Título: Situação indigesta para Severino
Autor: Paulo de Tarso Lyra
Fonte: Jornal do Brasil, 07/09/2005, País, p. A3
A descoberta de um documento, assinado pelo presidente da Câmara, Severino Cavalcanti (PP-PE) na época em que era primeiro-secretário da Casa, abriu um abismo sob os pés do comandante da Câmara, colocando-o à beira de um processo por quebra de decoro. No documento de 2002, Severino autoriza, de forma ilegal, a prorrogação, até 2005, do contrato de concessão do restaurante Fiorella, no 10º andar da Câmara. A informação, explosiva, fez com que a oposição batesse cabeça sem saber o rumo a tomar. Optou-se por esperar até terça para buscar o apoio de outros partidos ao movimento ''Fora Severino''.

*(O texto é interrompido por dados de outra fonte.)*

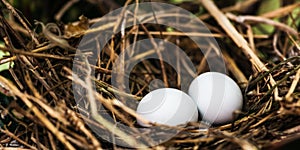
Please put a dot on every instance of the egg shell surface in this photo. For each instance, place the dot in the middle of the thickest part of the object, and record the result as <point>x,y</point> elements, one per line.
<point>217,97</point>
<point>167,106</point>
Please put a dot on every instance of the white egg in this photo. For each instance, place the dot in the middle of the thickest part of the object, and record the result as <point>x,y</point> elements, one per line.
<point>217,97</point>
<point>167,106</point>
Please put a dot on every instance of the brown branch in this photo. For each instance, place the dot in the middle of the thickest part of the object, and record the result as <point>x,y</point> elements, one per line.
<point>238,39</point>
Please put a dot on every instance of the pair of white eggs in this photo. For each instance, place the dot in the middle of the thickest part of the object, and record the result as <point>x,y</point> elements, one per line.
<point>215,95</point>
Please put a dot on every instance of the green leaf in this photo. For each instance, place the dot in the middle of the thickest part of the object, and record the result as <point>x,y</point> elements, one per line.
<point>7,65</point>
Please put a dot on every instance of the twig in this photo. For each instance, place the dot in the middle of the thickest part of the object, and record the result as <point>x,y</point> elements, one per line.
<point>293,86</point>
<point>257,19</point>
<point>9,85</point>
<point>238,39</point>
<point>64,9</point>
<point>14,12</point>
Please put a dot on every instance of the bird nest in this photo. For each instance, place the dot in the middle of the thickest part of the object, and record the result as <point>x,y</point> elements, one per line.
<point>68,90</point>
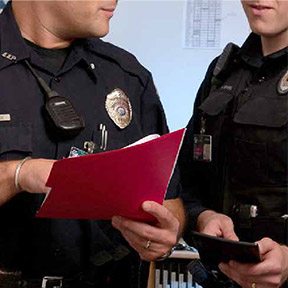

O PPS queria uma representação imediata no Conselho de Ética. O PFL optava por ver Severino sangrar até a renúncia. O PSDB preferia esperar o encerramento das investigações antes de pedir a cassação. A divisão de opiniões levou o grupo a reunir-se no início da noite de ontem. Um novo encontro ficou marcado para a semana que vem, quando baterão o martelo sobre a data em que representarão contra Severino no Conselho de Ética.
- Na nossa visão, devemos solicitar à Polícia Federal os autos do inquérito e as provas obtidas durante as investigações. A partir daí, já temos condições de protocolar pedido de representação contra Severino no Conselho - defendeu o deputado Raul Jungman (PPS-PE).
A divulgação do documento de prorrogação do contrato foi antecipado ontem no site da revista Veja. Assinado em abril de 2002, Severino autoriza a concessão do restaurante Fiorella por mais três anos. De acordo com a revista, ele não poderia tomar esta decisão sozinho. Além disso, Severino negou, em nota oficial divulgada na segunda-feira, que tenha assinado qualquer documento prorrogando a concessão do restaurante da Câmara.
- Por si só, este documento já caracteriza falta de decoro - confirmou o líder da minoria, José Carlos Aleluia (PFL-BA).
O PFL, contudo, pisou no freio e quer ver Severino agonizando em praça pública. Por ter a vice-presidência da Casa, ocupada pelo deputado José Thomaz Nonô (PFL-AL), o partido defende o afastamento de Severino, sem, no entanto, demonstrar qualquer pressa em representar contra ele no Conselho de Ética. Se o atual presidente da Casa renunciar ao mandato ou for cassado, Nonô teria cinco sessões para convocar uma nova eleição. Se ele pedir uma licença do cargo, a presidência poderia ficar nas mãos de um pefelista por até 120 dias.
A avaliação é de que Severino entrou numa roda-viva da qual não escapará ileso. O primeiro passo seria o afastamento da presidência, seguido pela renúncia ao cargo e a posterior renúncia ao mandato. Uma via-crúcis vivida pelo ex-presidente do Senado, Jader Barbalho (PMDB-PA). Para os pefelistas, se o processo no Conselho de Ética for acelerado, Severino poderá continuar no cargo, fortalecido, manobrando para escapar da cassação.